Department of Internal Medicine 3-Rheumatology and Immunology, Friedrich-Alexander-University Erlangen-Nürnberg (FAU), Universitätsklinikum Erlangen, 91054, Erlangen, Germany.
Arthritis Res Ther. 2018 May 2;20(1):88. doi: 10.1186/s13075-018-1583-2.
ADAMTS aggrecanases play a major role in cartilage degeneration during degenerative and inflammatory arthritis. The cartilage-specific secreted protein Upper zone of growth plate and cartilage matrix associated protein (Ucma) has been shown to block ADAMTS-triggered aggrecanolysis in experimental osteoarthritis. Here we aimed to investigate whether and how Ucma may affect cartilage destruction and osteophyte formation in the context of inflammatory arthritis.

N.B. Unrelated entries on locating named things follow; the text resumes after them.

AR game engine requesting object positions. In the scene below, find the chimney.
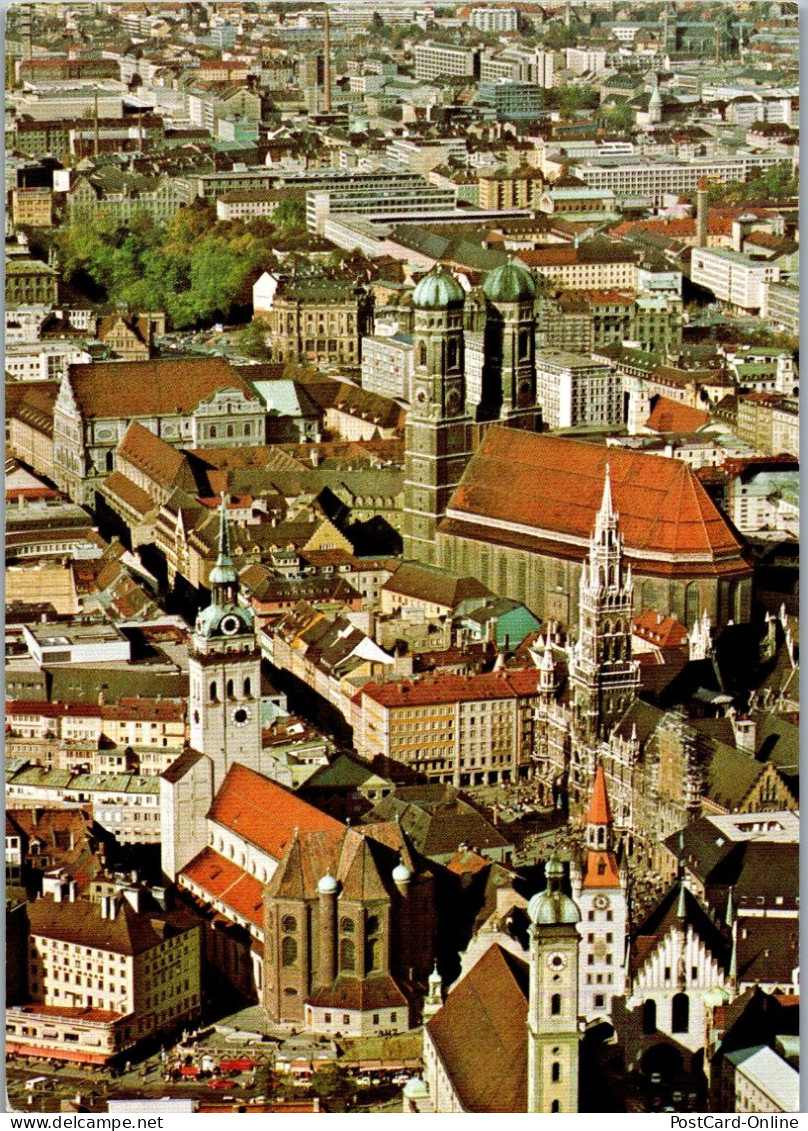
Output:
[323,0,332,114]
[101,896,118,920]
[696,176,707,248]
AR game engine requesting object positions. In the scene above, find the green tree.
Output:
[272,198,307,238]
[234,318,272,361]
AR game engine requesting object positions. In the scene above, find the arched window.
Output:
[671,993,690,1033]
[281,938,298,966]
[339,939,356,970]
[643,998,656,1035]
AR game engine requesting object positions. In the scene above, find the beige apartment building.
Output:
[354,668,541,786]
[6,881,201,1064]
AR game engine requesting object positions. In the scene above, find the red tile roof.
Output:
[180,848,264,929]
[586,762,611,824]
[103,472,156,515]
[208,765,344,860]
[441,426,742,569]
[645,397,710,432]
[69,359,257,418]
[115,421,186,486]
[582,849,620,888]
[631,608,687,648]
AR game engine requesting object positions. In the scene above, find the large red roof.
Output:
[645,397,710,432]
[447,428,742,564]
[182,848,264,929]
[586,762,611,824]
[208,765,344,860]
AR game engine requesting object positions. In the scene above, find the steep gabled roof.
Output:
[68,357,254,420]
[631,882,729,974]
[427,944,527,1112]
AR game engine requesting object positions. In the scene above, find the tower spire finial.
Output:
[216,491,230,566]
[599,461,614,518]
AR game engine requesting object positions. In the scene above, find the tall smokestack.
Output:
[323,5,332,114]
[696,178,707,248]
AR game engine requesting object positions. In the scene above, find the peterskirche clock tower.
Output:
[527,856,581,1115]
[189,494,261,793]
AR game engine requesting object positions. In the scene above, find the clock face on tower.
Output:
[516,381,533,405]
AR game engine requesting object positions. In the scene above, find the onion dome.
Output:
[317,872,339,896]
[404,1076,429,1100]
[482,259,536,302]
[412,264,465,310]
[527,856,581,926]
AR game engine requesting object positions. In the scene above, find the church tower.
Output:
[189,494,261,792]
[527,857,581,1115]
[481,259,541,432]
[404,264,471,564]
[569,464,639,745]
[573,762,628,1021]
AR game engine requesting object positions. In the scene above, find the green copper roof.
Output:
[482,261,536,302]
[412,264,465,310]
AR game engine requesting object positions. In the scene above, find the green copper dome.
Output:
[527,856,581,926]
[412,264,465,310]
[482,260,536,302]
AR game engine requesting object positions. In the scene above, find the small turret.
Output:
[423,958,444,1021]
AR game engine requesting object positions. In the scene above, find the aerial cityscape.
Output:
[5,0,800,1112]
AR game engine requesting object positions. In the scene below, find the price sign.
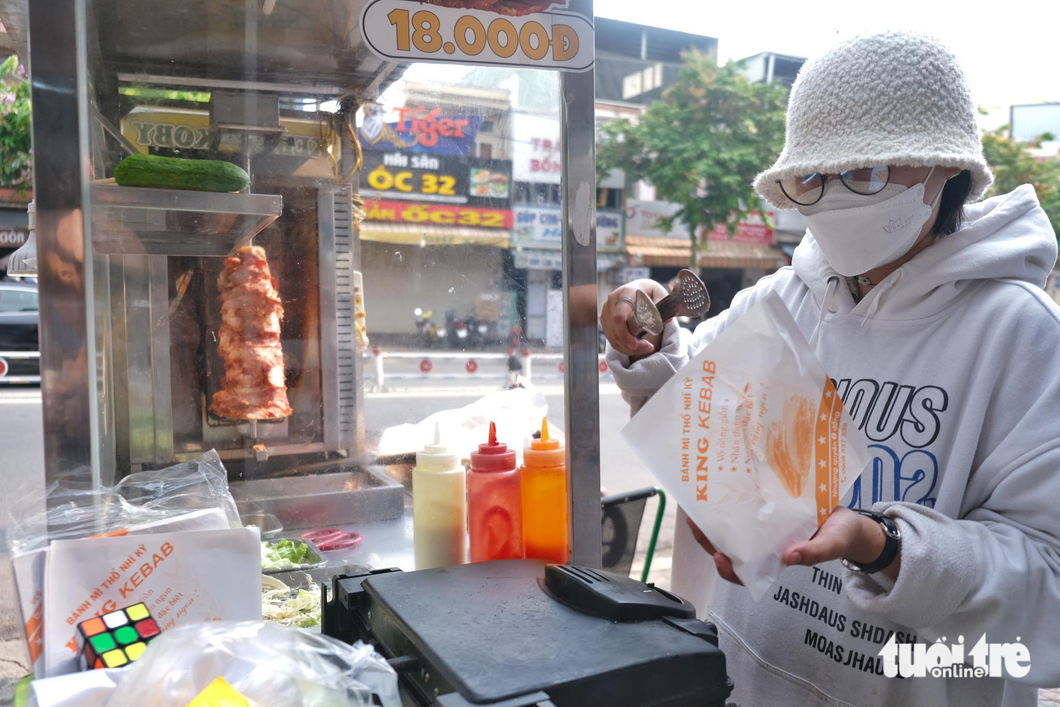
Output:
[365,201,512,228]
[360,0,594,71]
[361,151,469,204]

Ucma-ADAMTS5 protein interactions were studied using slot blot and solid phase binding assays. Chondrocyte cultures were stimulated with ADAMTS5 or IL-1β in the presence or absence of Ucma and aggrecanolysis was assessed by neoepitope formation. Arthritis was induced by transfer of K/BxN serum into wild-type (WT), Ucma-deficient and WT mice treated with recombinant Ucma. Cartilage proteoglycan loss and cartilage damage was assessed by safranin-O stain, aggrecanase-induced neoepitope formation and histomorphometry, respectively. Osteophytes were assessed by histomorphometry, micro-computed tomography, RNA in-situ hybridisation for collagen10a1 and osteocalcin, and staining for TRAP activity. Gene expression analyses were performed using real-time RT-PCR.
Ucma physically interacted with ADAMTS5 and blocked its aggrecanase activity in chondrocyte cultures. Ucma was highly expressed in the articular cartilage and in osteophytes during arthritis. Ucma had no effect on inflammation and bone erosion. In contrast, Ucma-deficient mice developed significantly more severe cartilage proteoglycan loss and cartilage destruction. Conversely, treatment with Ucma inhibited cartilage degeneration in arthritis. Ucma effectively inhibited ADAMTS5-triggered or IL-1β-triggered aggrecanolysis in vitro and in vivo. Furthermore, osteophyte formation was reduced in Ucma-deficient mice.
These results indicate that Ucma inhibits aggrecanolysis by physical interaction with ADAMTS5 and protects from cartilage degeneration in inflammatory arthritis. Ucma therefore represents an interesting novel and specific target for preventing cartilage degradation in the context of inflammatory arthritis.
ADAMTS 聚集素酶在退行性和炎症性关节炎期间的软骨退变中起主要作用。已表明软骨特异性分泌蛋白生长板上区和软骨基质相关蛋白(Ucma)可阻断实验性骨关节炎中 ADAMTS 触发的聚集素降解。在此,我们旨在研究 Ucma 是否以及如何影响炎症性关节炎背景下的软骨破坏和骨赘形成。
使用槽印迹和固相结合测定法研究 Ucma-ADAMTS5 蛋白相互作用。用 ADAMTS5 或 IL-1β刺激软骨细胞培养物,并在存在或不存在 Ucma 的情况下评估聚集素降解,通过新表位形成进行评估。通过将 K/BxN 血清转移到野生型(WT)、Ucma 缺陷型和用重组 Ucma 治疗的 WT 小鼠中来诱导关节炎。通过番红 O 染色、聚集素酶诱导的新表位形成和组织形态计量学分别评估软骨蛋白聚糖丢失和软骨损伤。通过组织形态计量学、微计算机断层扫描、胶原 10a1 和骨钙素的 RNA 原位杂交以及 TRAP 活性染色评估骨赘。使用实时 RT-PCR 进行基因表达分析。
Ucma 与 ADAMTS5 物理相互作用并在软骨细胞培养物中阻断其聚集素酶活性。Ucma 在关节炎期间在关节软骨和骨赘中高度表达。Ucma 对炎症和骨侵蚀没有影响。相反,Ucma 缺陷型小鼠出现明显更严重的软骨蛋白聚糖丢失和软骨破坏。相反,Ucma 治疗抑制了关节炎中的软骨退化。Ucma 有效抑制了体外和体内 ADAMTS5 触发或 IL-1β 触发的聚集素降解。此外,Ucma 缺陷型小鼠的骨赘形成减少。
这些结果表明,Ucma 通过与 ADAMTS5 的物理相互作用抑制聚集素降解,并防止炎症性关节炎中的软骨退变。因此,Ucma 代表了一种有前途的新型和特异性靶点,可用于预防炎症性关节炎中软骨降解。